Des pans entiers de sa vie sont devenus importants parce qu’ils étaient obscurs, notamment tout ce qui touchait sa relation avec Katherine Peabody Loring. Le fait qu’Henry James n’ait pas voulu que le journal soit publié a fait croire qu’il contenait d’inavouables secrets. Alice est devenue d’une certaine manière l’image fantasmée de la lesbienne castrée et refoulée : sa neurasthénie serait le symptôme de sa castration psychique. Le silence qui l’entoure, sa vie de recluse, dressent l’anti-portrait des féminismes qui se dessinent dans le milieu des années 1960 aux États-Unis. Il est devenu important de combler les blancs de son histoire. Y compris en l’inventant. En 2000, Susan Sontag écrivit une pièce fictionnalisant sa vie, intitulée Alice in Bed. Mais la question demeure : qui est vraiment Alice ?

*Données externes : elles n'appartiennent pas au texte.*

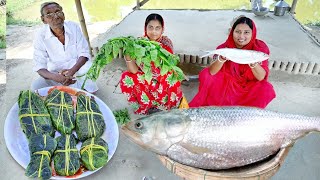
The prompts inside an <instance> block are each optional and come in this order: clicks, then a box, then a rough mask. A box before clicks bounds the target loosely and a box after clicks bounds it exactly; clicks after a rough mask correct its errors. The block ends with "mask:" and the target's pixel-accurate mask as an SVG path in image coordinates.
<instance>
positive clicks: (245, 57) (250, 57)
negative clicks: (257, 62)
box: [201, 48, 269, 64]
mask: <svg viewBox="0 0 320 180" xmlns="http://www.w3.org/2000/svg"><path fill="white" fill-rule="evenodd" d="M214 54H217V55H220V56H224V57H226V58H227V59H229V60H231V61H233V62H235V63H238V64H250V63H255V62H261V61H265V60H267V59H269V55H268V54H265V53H263V52H260V51H254V50H243V49H236V48H222V49H217V50H213V51H209V52H207V54H205V55H203V56H201V58H203V57H206V56H212V55H214Z"/></svg>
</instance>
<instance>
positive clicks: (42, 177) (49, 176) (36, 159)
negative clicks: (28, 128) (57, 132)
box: [25, 134, 57, 179]
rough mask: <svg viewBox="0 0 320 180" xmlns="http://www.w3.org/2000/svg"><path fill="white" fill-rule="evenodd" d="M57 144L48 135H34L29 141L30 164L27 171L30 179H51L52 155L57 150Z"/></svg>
mask: <svg viewBox="0 0 320 180" xmlns="http://www.w3.org/2000/svg"><path fill="white" fill-rule="evenodd" d="M56 146H57V142H56V140H55V139H54V138H52V137H51V136H48V135H46V134H44V135H41V134H33V135H31V136H30V139H29V150H30V154H31V158H30V162H29V164H28V166H27V169H26V172H25V174H26V176H28V177H30V178H40V179H50V178H51V175H52V168H51V166H50V162H51V155H52V154H53V152H54V150H55V149H56Z"/></svg>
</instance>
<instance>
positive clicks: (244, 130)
mask: <svg viewBox="0 0 320 180" xmlns="http://www.w3.org/2000/svg"><path fill="white" fill-rule="evenodd" d="M122 130H123V132H124V133H125V134H126V135H127V136H128V137H129V138H130V139H132V140H133V141H134V142H135V143H137V144H139V145H140V146H142V147H144V148H146V149H150V150H151V151H153V152H155V153H157V154H160V155H165V156H167V157H169V158H171V159H172V160H175V161H177V162H179V163H181V164H185V165H188V166H192V167H196V168H202V169H214V170H217V169H229V168H233V167H240V166H244V165H248V164H251V163H254V162H258V161H261V160H263V159H265V158H267V157H269V156H271V155H273V154H275V153H276V152H277V151H278V150H279V149H280V148H284V147H286V146H288V145H290V144H292V143H294V142H295V140H296V139H298V138H300V137H302V136H304V135H306V134H307V133H309V132H311V131H319V130H320V118H318V117H306V116H303V115H293V114H283V113H277V112H273V111H267V110H263V109H258V108H249V107H203V108H190V109H183V110H182V109H174V110H171V111H168V112H161V113H156V114H153V115H150V116H146V117H143V118H140V119H137V120H135V121H131V122H130V123H128V124H127V125H125V126H123V127H122Z"/></svg>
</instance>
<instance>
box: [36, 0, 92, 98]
mask: <svg viewBox="0 0 320 180" xmlns="http://www.w3.org/2000/svg"><path fill="white" fill-rule="evenodd" d="M40 12H41V19H42V22H43V23H44V24H45V25H44V26H43V27H42V28H41V29H40V30H39V31H38V32H37V34H36V37H35V40H34V57H33V59H34V62H35V65H34V68H33V69H34V71H36V72H38V74H39V75H40V77H39V78H38V79H36V80H35V81H34V82H33V83H32V85H31V89H32V90H35V89H39V88H43V87H48V86H57V85H64V86H70V87H75V88H81V85H82V84H83V82H84V78H85V77H84V76H82V75H84V74H85V73H86V72H87V71H88V70H89V68H90V66H91V64H92V61H91V56H90V53H89V47H88V43H87V41H86V40H85V38H84V37H83V34H82V32H81V30H80V27H79V25H77V24H76V23H74V22H70V21H65V17H64V13H63V11H62V7H61V6H60V5H59V4H58V3H56V2H46V3H43V4H42V5H41V9H40ZM84 89H85V90H86V91H88V92H91V93H94V92H96V91H97V90H98V87H97V85H96V83H95V82H92V81H91V80H87V81H86V84H85V86H84Z"/></svg>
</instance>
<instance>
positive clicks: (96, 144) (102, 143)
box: [80, 137, 109, 171]
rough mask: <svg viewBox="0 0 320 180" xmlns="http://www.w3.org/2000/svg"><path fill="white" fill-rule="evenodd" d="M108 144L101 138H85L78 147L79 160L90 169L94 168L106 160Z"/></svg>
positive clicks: (94, 169) (86, 167) (103, 162)
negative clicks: (81, 142)
mask: <svg viewBox="0 0 320 180" xmlns="http://www.w3.org/2000/svg"><path fill="white" fill-rule="evenodd" d="M108 152H109V149H108V144H107V143H106V142H105V141H104V140H103V139H102V138H98V137H97V138H91V139H87V140H86V141H85V142H83V143H82V146H81V149H80V155H81V161H82V163H83V165H84V166H85V167H86V168H87V169H89V170H90V171H93V170H96V169H98V168H100V167H102V166H104V165H106V164H107V162H108Z"/></svg>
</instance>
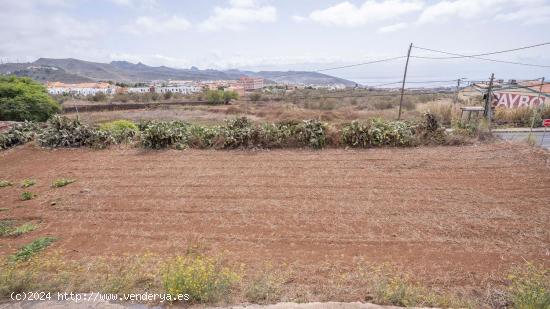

L’histoire d’Alice pose de nombreuses questions à tous ceux qui veulent faire une histoire des lesbiennes : qu’est-ce qu’un couple ? Celui qu’Alice et Katherine semblent former est-il lesbien ? Peut-on combler les blancs et les silences de l’histoire sans risquer de forcer les interprétations ? Car il existe bien des formes de relations entre femmes qui n’entrent qu’avec quelques périls dans nos cases devenues peut-être trop étroites.